Although testimonials became more common and frequent in the adverts sampled towards the close of the eighteenth century, the rhetoric and language used varied surprisingly little over time. So, for example, an advert testimonial for Cephalic Snuff which appeared in the Leeds Intelligencer in 1820 followed the same lines as Sarah Makin's deposition sixty years earlier. It included ‘the following unsolicited testimony’ which it was claimed was ‘a recent confirmation of its efficacy’:
Two years ago last winter, I was seized by a violent cold and chill, accompanied with much pain in my head. I was attended by an eminent medical gentleman a considerable time; my head was blistered for more than a month; I took various medicines but without effect. At length I was recommended to try the CEPHALIC SNUFF; I purchased a canister, and much to my surprise as well as comfort, I found considerable relief from its use. I have continued to take it very frequently to this day; and I can truly say that I have experienced more benefits from its use than all the medicines recommended during my illness.

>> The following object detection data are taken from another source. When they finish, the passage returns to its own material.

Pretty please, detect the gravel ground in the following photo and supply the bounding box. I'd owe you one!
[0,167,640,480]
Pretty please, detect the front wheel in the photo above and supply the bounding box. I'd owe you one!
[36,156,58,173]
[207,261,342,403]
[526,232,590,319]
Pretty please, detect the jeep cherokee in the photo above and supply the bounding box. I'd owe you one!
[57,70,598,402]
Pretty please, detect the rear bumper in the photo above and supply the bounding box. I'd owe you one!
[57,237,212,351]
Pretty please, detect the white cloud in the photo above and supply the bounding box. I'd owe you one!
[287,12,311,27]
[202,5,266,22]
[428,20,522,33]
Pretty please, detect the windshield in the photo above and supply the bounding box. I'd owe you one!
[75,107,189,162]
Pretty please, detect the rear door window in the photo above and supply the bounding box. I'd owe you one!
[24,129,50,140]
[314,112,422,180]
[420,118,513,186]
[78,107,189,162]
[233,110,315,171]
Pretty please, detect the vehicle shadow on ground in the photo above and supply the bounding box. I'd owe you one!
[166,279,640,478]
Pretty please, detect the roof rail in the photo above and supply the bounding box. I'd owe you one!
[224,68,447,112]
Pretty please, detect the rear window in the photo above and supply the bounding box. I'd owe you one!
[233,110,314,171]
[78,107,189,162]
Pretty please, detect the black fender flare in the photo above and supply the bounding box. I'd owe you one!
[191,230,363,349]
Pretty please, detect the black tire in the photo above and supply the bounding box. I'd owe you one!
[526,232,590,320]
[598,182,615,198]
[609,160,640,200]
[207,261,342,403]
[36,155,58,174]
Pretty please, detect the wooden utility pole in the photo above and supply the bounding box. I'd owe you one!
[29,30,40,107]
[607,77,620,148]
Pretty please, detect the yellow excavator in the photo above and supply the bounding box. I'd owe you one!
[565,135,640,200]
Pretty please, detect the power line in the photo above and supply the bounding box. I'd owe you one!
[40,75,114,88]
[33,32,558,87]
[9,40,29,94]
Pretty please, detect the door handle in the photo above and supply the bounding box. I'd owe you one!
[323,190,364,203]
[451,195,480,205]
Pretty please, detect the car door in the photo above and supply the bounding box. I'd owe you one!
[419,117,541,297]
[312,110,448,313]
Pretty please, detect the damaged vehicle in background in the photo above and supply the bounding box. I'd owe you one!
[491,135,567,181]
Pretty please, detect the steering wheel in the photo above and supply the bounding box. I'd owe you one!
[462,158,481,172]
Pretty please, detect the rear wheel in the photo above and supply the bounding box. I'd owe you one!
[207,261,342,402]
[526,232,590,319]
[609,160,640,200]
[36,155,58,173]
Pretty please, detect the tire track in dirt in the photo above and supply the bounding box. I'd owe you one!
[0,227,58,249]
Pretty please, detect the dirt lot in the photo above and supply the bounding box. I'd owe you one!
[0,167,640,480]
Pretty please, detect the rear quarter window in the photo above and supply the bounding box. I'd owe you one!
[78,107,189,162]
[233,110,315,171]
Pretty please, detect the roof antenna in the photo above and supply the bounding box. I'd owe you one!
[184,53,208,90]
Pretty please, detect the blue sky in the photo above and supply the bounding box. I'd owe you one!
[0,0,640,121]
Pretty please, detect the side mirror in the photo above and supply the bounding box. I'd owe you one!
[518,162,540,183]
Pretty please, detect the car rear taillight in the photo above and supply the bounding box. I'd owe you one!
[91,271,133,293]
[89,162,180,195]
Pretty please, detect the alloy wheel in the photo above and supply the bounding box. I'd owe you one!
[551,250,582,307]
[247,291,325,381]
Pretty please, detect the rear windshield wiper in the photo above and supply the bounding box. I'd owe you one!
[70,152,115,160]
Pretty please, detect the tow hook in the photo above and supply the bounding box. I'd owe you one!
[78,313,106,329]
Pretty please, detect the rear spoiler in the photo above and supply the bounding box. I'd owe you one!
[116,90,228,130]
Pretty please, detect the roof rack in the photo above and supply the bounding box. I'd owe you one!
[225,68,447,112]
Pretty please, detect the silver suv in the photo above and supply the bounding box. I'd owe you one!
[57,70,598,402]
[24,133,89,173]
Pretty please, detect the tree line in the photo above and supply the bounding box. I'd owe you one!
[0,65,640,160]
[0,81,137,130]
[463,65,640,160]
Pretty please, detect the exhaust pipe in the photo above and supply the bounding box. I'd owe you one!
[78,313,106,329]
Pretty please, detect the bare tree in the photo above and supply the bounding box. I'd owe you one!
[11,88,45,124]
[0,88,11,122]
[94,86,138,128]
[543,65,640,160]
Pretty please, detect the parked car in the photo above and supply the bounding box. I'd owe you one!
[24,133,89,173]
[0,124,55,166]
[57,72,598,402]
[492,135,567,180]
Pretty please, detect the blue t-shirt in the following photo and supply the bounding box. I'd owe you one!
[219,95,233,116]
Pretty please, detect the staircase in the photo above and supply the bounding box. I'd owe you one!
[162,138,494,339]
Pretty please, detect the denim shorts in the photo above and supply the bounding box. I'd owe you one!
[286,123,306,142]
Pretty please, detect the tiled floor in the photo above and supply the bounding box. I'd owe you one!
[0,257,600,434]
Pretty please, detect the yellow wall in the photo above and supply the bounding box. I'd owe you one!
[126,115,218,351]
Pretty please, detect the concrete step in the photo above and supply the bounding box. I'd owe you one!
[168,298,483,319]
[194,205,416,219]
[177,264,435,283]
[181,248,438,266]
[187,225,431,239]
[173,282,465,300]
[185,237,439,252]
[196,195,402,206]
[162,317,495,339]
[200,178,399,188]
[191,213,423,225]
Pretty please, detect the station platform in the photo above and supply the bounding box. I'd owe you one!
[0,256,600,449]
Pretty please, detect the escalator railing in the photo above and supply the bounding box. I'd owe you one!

Handley, Dorset, May 16, 182053
As the references to oath-making and testimony in these two examples suggest, such testimonials appear to have been modelled not just on the letter form, but also on established legal models. The use of both the language and rhetoric of court witness statements and affidavits lent the advert testimonials another layer of credibility, which, like the letter form, had long been associated with the provision of authoritative accounts and the first-hand reporting of events.54 But testimonials, and medical advertisements in general, also appear to have drawn inspiration from another established printed literary form – the reporting of miraculous cures – which, as Jane Shaw has demonstrated, was commonplace in the seventeenth and early eighteenth centuries,55 and which continued amongst Roman Catholics and certain Protestant sects, such as the Quakers, much later than this. There was a remarkable consistency in terms of the stories told and the language used by the testimonial witnesses in the sample – whether they described their own cures or those of others and whether they were male or female. Cures were termed ‘remarkable’, ‘surprising’, ‘extraordinary’ and ‘wonderful’ to underline the wondrous and unique nature of the product involved. Here advertisers clearly drew not just in terms of form on the traditional first-hand reporting of miraculous cures, but also on the religious language of miracles, so that a mode of writing that was originally used to corroborate religious experience was now being used for a secular purpose.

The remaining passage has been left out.